# Dish Pro with the 622



## Red Dwarf (Aug 25, 2002)

I already have four cables running down to the reciever area from the roof. Is there any disadvantages to dishpro (using only one cable)? Is channel changing faster with two cables?


----------



## James Long (Apr 17, 2003)

You need two DishPro or one DishPro Plus cable to feed the 622.

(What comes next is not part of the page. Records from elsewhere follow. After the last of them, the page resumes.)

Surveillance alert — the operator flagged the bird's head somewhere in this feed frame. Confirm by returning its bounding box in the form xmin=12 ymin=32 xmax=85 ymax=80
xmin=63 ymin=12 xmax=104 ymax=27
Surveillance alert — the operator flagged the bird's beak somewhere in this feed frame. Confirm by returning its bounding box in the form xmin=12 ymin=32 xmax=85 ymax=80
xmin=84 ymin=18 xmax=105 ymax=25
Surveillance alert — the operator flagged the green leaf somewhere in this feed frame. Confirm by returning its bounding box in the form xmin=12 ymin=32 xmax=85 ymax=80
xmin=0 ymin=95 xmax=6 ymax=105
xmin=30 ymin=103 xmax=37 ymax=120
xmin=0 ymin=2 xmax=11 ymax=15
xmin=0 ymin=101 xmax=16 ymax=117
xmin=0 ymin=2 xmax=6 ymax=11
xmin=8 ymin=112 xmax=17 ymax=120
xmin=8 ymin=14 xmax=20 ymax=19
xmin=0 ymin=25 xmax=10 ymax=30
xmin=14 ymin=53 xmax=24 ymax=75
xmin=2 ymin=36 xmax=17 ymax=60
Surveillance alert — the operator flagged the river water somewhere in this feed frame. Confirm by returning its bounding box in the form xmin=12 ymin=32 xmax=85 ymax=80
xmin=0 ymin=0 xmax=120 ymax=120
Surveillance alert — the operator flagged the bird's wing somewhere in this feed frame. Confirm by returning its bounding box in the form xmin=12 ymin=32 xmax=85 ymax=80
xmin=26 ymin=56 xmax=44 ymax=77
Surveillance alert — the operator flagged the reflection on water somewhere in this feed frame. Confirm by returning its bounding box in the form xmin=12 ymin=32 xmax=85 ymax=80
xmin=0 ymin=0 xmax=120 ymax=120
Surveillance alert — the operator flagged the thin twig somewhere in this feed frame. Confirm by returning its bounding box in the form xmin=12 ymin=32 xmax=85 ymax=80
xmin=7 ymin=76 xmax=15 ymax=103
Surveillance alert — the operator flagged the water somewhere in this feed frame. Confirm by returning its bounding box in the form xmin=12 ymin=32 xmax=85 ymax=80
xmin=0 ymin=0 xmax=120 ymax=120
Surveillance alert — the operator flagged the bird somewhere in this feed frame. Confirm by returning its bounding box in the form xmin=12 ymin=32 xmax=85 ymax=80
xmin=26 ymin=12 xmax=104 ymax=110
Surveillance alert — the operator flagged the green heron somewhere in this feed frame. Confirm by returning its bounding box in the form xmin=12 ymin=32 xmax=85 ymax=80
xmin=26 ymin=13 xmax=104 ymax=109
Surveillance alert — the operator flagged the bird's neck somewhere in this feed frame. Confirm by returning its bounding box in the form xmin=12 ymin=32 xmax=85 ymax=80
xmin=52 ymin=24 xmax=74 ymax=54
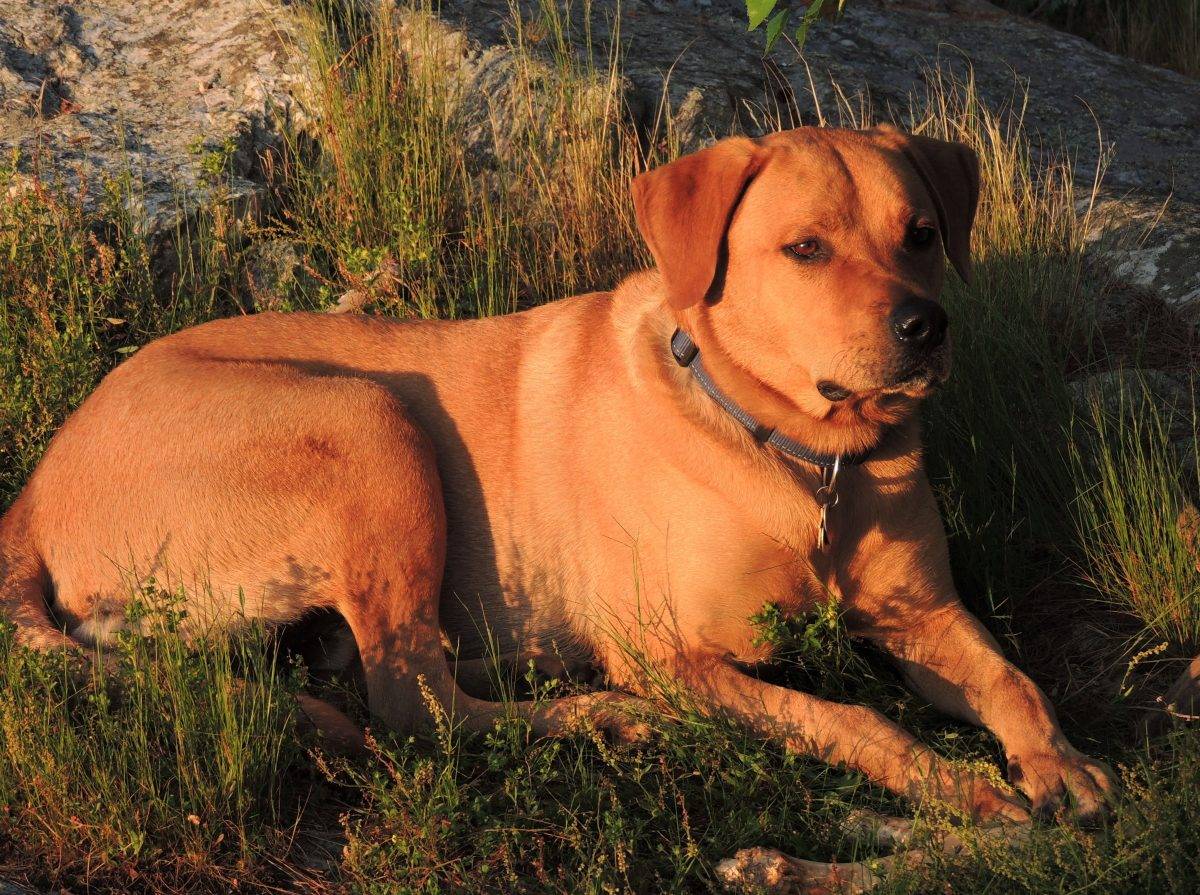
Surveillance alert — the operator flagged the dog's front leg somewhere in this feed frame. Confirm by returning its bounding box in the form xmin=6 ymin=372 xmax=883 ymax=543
xmin=864 ymin=596 xmax=1115 ymax=818
xmin=677 ymin=656 xmax=1028 ymax=821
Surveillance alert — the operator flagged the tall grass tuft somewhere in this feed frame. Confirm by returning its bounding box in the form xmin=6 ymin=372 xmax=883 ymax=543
xmin=1072 ymin=371 xmax=1200 ymax=650
xmin=286 ymin=0 xmax=644 ymax=317
xmin=901 ymin=71 xmax=1100 ymax=614
xmin=0 ymin=589 xmax=302 ymax=888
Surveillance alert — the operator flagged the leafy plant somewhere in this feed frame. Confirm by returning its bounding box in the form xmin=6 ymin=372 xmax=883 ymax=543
xmin=746 ymin=0 xmax=846 ymax=53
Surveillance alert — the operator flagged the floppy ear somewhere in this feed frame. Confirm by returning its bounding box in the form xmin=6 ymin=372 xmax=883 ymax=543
xmin=634 ymin=137 xmax=763 ymax=311
xmin=877 ymin=126 xmax=979 ymax=283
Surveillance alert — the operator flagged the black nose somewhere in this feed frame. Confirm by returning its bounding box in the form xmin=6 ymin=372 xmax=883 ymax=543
xmin=892 ymin=298 xmax=949 ymax=350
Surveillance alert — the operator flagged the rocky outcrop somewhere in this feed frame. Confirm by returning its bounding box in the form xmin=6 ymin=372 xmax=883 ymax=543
xmin=0 ymin=0 xmax=304 ymax=227
xmin=432 ymin=0 xmax=1200 ymax=314
xmin=0 ymin=0 xmax=1200 ymax=317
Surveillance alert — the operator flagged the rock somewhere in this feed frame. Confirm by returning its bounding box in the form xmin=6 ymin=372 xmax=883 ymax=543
xmin=0 ymin=0 xmax=304 ymax=235
xmin=429 ymin=0 xmax=1200 ymax=320
xmin=242 ymin=239 xmax=318 ymax=311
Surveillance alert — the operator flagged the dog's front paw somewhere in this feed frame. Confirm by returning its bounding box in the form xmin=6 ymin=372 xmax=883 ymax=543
xmin=1008 ymin=746 xmax=1117 ymax=822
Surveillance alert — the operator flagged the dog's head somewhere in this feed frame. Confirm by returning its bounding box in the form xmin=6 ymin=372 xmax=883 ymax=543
xmin=634 ymin=127 xmax=979 ymax=439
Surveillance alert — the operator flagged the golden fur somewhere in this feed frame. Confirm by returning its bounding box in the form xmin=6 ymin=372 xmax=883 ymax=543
xmin=0 ymin=128 xmax=1111 ymax=818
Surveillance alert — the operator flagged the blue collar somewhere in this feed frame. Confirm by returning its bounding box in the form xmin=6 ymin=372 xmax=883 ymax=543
xmin=671 ymin=330 xmax=875 ymax=470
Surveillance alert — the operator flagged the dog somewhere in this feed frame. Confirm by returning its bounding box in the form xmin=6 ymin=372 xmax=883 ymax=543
xmin=0 ymin=127 xmax=1114 ymax=821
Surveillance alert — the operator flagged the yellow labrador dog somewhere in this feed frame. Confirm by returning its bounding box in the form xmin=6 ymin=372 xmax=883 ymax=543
xmin=0 ymin=128 xmax=1112 ymax=818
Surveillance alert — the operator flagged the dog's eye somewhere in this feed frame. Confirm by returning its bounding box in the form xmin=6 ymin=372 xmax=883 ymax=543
xmin=784 ymin=238 xmax=822 ymax=262
xmin=908 ymin=224 xmax=937 ymax=248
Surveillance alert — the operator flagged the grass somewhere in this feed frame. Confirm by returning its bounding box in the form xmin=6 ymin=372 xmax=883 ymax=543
xmin=0 ymin=587 xmax=304 ymax=890
xmin=0 ymin=0 xmax=1200 ymax=893
xmin=1001 ymin=0 xmax=1200 ymax=78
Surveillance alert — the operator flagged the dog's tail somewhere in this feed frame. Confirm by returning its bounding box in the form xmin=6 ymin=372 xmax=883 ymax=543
xmin=0 ymin=498 xmax=79 ymax=649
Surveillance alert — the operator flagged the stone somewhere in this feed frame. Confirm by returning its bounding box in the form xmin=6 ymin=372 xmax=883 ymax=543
xmin=429 ymin=0 xmax=1200 ymax=320
xmin=242 ymin=239 xmax=318 ymax=311
xmin=0 ymin=0 xmax=305 ymax=230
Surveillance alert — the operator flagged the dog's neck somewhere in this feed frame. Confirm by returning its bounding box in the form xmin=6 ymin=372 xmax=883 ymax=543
xmin=676 ymin=316 xmax=918 ymax=457
xmin=671 ymin=329 xmax=875 ymax=469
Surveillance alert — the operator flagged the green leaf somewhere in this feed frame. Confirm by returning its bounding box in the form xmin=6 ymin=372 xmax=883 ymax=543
xmin=763 ymin=10 xmax=792 ymax=54
xmin=746 ymin=0 xmax=779 ymax=31
xmin=796 ymin=0 xmax=824 ymax=49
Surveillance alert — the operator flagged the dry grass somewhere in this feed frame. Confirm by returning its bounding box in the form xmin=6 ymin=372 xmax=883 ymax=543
xmin=0 ymin=0 xmax=1200 ymax=893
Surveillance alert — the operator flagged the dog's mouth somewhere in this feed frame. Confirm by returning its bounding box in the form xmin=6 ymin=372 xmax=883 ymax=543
xmin=817 ymin=352 xmax=950 ymax=404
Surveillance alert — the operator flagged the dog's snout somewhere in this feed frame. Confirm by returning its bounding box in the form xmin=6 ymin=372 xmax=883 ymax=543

If you want to run two DishPro cables you can. But you do need two cables to make both tuners work (or use DishProPlus with the splitter that comes with the 622).


----------



## Red Dwarf (Aug 25, 2002)

I guess my question is about using the splitter. Is it better not to?


----------



## kmcnamara (Jan 30, 2004)

Single vs. Double cabling is just a convenience issue. There is no other benefit.


----------



## James Long (Apr 17, 2003)

If you have a DishPro*PLUS* cable running you use the separator. The separator that came with the 622 will do you no good unless you have DPP equipment at the other end of the coax (DPP44 or DPP Twin LNB).


----------



## Red Dwarf (Aug 25, 2002)

I found the low down on this topic @

http://ekb.dbstalk.com/217

DishPro LNBFs are a new technology that is only supported in the newest receivers from Dish Network (Models 301, 501, 508, 721, and future 3-digit models). DishPro LNBFs and switches allow for longer runs up to 200 feet from receivers to the dish. DishPro installations are easier as there are fewer cables to run from the dish to the switch(es) for more than 2 receivers as well as simpler installations if more than 4 satellite feeds are needed (especially important now that 721s and 921s need 2 satellite feeds per receiver).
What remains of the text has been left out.